After that it's your friends who save you. Maya. Later on we couldn't sleep together because she was with Michel, but it wasn't like that with her anyway, except the once. She's like a sister, or something better than that, some ex-lover friend, who is for you no matter what who's there even when she's not. Like when those high-altitude climbers hallucinate companions who aren't there, keeping them company up in the jet stream, the death zone. She's my brother.


And Nirgal. It is so strange to look at him and think that he in his genetic material is half me and half Hiroko. I don't see how that can be or how it might explain anything. Who knows how that works anyway. It could be that genes are the accidental sign of some deeper thing, some morphic resonance or implicate order—but nothing can be said, probably we shouldn't even use those names, because then it's just another level, with the real cause still left below, unexplained. Sax always worried about how much was unexplainable. But we are pattern dust devils in the unexplainable. Flying on an unknowable wind. Hiroko and I collided like two dust devils spinning into each other—that happens—and the resulting dust devil was Nirgal, golden boy that he is. Such a pleasure it is to me to watch him flow through his life, fly through it always high, in good spirits, active, inquisitive, interested, empathic. Lucky.

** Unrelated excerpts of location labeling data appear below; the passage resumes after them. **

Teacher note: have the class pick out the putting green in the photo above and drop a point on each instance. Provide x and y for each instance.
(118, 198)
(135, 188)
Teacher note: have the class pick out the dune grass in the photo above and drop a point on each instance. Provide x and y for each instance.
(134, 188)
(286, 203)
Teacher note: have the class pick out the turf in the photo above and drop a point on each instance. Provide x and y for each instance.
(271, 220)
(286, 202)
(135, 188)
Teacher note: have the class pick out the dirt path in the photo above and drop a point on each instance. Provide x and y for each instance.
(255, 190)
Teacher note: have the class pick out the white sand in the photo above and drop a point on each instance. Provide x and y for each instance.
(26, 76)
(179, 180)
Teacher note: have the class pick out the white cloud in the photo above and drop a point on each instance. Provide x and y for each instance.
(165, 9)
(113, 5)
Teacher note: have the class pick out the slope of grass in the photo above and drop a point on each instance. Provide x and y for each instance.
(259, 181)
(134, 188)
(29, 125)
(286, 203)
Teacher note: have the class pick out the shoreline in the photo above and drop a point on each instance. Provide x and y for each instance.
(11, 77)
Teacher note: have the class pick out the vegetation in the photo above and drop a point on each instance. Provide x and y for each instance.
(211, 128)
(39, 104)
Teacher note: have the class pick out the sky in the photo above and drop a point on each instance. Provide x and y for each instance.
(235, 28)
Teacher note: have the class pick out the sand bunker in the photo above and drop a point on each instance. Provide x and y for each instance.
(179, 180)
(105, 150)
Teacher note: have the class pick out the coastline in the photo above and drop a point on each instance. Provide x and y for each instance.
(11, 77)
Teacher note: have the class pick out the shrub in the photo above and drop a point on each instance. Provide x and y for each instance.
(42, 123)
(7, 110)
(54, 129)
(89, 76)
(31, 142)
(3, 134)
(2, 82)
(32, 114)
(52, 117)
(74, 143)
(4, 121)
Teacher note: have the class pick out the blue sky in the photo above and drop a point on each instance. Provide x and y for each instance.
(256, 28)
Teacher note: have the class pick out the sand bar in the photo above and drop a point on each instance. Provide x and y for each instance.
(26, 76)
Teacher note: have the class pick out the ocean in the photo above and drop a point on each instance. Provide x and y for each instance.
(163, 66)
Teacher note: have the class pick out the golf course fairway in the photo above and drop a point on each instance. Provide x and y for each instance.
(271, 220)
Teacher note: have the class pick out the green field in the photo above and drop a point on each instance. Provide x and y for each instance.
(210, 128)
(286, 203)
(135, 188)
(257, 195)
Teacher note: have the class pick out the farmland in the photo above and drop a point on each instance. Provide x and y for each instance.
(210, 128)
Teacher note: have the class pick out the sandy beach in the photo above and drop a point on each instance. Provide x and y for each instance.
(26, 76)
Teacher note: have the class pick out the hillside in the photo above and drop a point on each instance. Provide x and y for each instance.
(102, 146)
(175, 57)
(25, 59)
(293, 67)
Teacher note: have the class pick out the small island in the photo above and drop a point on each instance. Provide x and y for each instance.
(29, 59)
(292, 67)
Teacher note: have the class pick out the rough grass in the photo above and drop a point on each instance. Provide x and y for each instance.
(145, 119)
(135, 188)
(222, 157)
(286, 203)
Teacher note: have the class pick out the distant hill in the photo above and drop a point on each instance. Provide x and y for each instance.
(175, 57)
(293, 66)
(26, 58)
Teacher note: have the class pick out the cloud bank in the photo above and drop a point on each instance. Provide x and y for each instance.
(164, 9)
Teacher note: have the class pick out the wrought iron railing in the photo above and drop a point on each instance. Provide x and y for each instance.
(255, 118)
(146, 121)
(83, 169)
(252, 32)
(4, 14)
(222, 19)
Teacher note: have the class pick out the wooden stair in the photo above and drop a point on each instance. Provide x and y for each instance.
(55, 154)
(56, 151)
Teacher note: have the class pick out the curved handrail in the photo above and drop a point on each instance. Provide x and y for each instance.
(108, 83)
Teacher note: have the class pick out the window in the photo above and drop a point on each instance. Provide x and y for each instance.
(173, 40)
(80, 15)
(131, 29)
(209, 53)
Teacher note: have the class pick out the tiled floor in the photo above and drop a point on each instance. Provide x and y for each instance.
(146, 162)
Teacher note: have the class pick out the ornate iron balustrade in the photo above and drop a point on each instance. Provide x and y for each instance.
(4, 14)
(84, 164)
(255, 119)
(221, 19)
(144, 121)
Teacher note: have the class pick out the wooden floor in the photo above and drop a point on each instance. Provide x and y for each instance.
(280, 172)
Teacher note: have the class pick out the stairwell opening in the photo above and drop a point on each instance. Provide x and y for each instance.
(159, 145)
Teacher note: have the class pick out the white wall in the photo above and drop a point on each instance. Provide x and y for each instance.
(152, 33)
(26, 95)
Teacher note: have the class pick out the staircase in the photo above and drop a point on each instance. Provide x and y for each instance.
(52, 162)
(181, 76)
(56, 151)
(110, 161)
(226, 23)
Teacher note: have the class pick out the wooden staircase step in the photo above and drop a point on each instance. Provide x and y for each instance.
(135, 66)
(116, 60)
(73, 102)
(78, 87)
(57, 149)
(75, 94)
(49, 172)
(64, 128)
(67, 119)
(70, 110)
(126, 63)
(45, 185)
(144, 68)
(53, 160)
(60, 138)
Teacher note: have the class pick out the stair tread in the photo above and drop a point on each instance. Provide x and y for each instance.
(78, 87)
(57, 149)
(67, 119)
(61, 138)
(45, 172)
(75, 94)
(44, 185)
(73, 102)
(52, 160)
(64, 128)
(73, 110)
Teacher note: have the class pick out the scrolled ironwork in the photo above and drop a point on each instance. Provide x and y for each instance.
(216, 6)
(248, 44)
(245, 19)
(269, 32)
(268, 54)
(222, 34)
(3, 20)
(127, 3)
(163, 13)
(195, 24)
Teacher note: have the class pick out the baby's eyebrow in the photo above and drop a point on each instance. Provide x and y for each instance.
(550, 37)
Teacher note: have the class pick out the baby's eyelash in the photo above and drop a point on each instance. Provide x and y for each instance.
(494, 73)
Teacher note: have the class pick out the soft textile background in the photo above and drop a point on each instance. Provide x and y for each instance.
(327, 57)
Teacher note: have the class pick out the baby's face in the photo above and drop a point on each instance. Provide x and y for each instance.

But only when he was young, before the revolution succeeded. After that—things changed. Maybe it wasn't that simple. He was always looking for something. Hiroko—she's like a big hole in all our lives. The one that got away. And then Jackie was no help either. Let us not mince words here, that woman was a bitch. That was why I liked her, myself. She was tough, and she knew what she wanted. She and Nirgal were actually a lot alike in that sense, it should have worked. But it didn't, and that poor boy wandered the world as lonely as old Coyote himself. And he didn't have Maya—or he did, but for him she replaced Hiroko, not Jackie. Not motherless but partnerless. I felt for him. You see couples who have grown together like two old trees making one plant, trunks intertwined like the double helix itself, and you think, Yes that's the way it's supposed to be. It wouldn't be so lonely then. But there you are. You can't make partners by wanting them.

So it's back to friends, and loneliness. And so I watched Nirgal live his lives like a second self cast loose on the wind. We all live the same stories. Nirgal is like a brother to me.


And Sax is my brother in wonder. In all truth, there isn't a purer soul in the world. He's so innocent that you can't think of him as truly smart. All his intelligence is thrown in one deep hole, and as for the rest he's a newborn babe. The interesting thing is to watch a mind like that try to use its one talent to educate the rest of him. To get along. After his accident—after those fuckers torched his brain I should say—he had to do it all again from scratch too. And that second time he got it right. He got all round. Michel helped—hell, Michel threw him like a vase. And I helped too I think. I took that vase through the kiln, through the fiery furnace. Now he's my brother in arms, the person I love above all—but they all—well you know. There is no above and below in this realm. He is my brother.


As for Michel, I can't speak of it yet. I miss him.